Banks, trust companies, securities dealers and brokers (each, a “Nominee”) that hold shares of our Common Stock or Eligible Warrants on the Record Date as nominee for more than one beneficial owner may, upon proper showing to the Subscription Agent, exercise such beneficial owner’s Subscription Right through DTC on the same basis as if the beneficial owners were holders on the Record Date. Such Nominee may exercise the Subscription Rights on behalf of the exercising beneficial owner through DTC’s PSOP Function on the “agents subscription over PTS” procedure by (1) providing a certification as to the aggregate number of Subscription Rights exercised by the beneficial owner on whose behalf such Nominee is acting and (2) instruct DTC to charge the Nominee’s applicable DTC account for the subscription payment for the new shares to facilitate the delivery of the full subscription payment to the Subscription Agent.
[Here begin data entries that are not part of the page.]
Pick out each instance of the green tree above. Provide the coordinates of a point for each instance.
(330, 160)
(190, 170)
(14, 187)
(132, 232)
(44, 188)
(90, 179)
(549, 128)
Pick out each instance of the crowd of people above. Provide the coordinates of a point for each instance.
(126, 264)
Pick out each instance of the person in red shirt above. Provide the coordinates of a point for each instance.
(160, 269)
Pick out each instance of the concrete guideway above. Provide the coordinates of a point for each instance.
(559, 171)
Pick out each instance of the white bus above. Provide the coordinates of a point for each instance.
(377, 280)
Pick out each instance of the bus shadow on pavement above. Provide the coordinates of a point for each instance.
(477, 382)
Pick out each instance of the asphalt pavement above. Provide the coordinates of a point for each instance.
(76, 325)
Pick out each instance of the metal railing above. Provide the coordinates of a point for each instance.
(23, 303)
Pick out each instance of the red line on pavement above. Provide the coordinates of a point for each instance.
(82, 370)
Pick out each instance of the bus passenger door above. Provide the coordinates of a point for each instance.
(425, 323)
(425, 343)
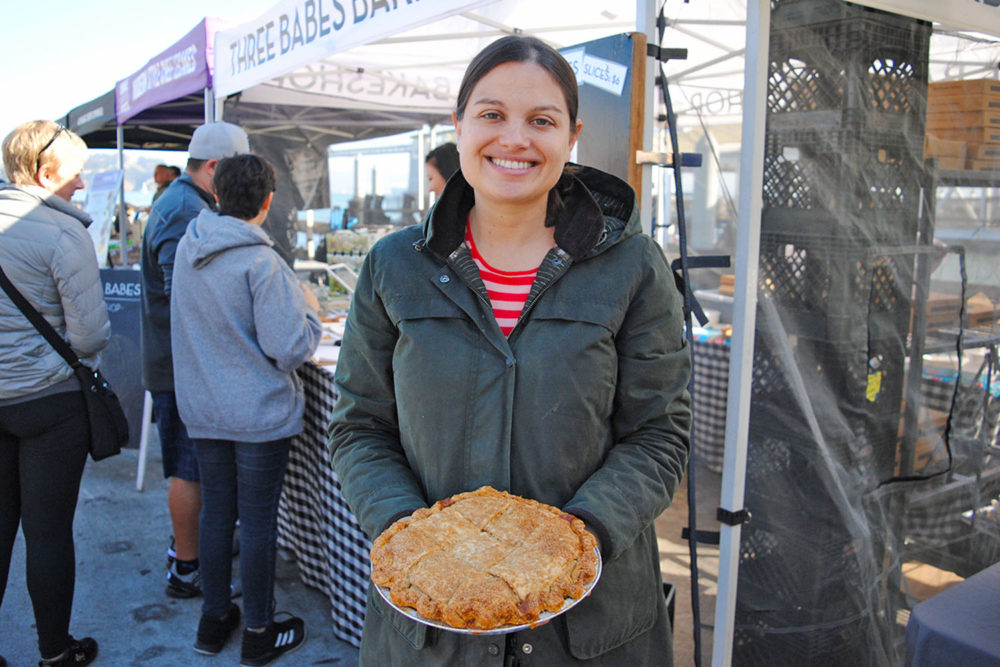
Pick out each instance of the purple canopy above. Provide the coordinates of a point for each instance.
(182, 69)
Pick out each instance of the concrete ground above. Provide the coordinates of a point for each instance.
(121, 540)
DTC must receive the subscription instructions and payment for the new shares no later than the Expiration Date.

 

5. Form W-9.

 

Each Subscription Rights holder who elects to exercise Subscription Rights should provide the Subscription Agent with a correct Taxpayer Identification Number (TIN) on IRS Form W-9. See “Material U.S. Federal Income Tax Consequences — Information Reporting and Backup Withholding” in the Prospectus. Failure to provide the information on the form may subject such holder to a $50 penalty for each such failure and to 24% federal income tax withholding with respect to dividends (including deemed dividends) that may be paid by the Company on shares of its Common Stock. Foreign Persons are generally required to provide an appropriate IRS Form W-8 rather than IRS Form W-9 and may be subject to withholding on dividends (including deemed dividends) at a rate of up to 30%.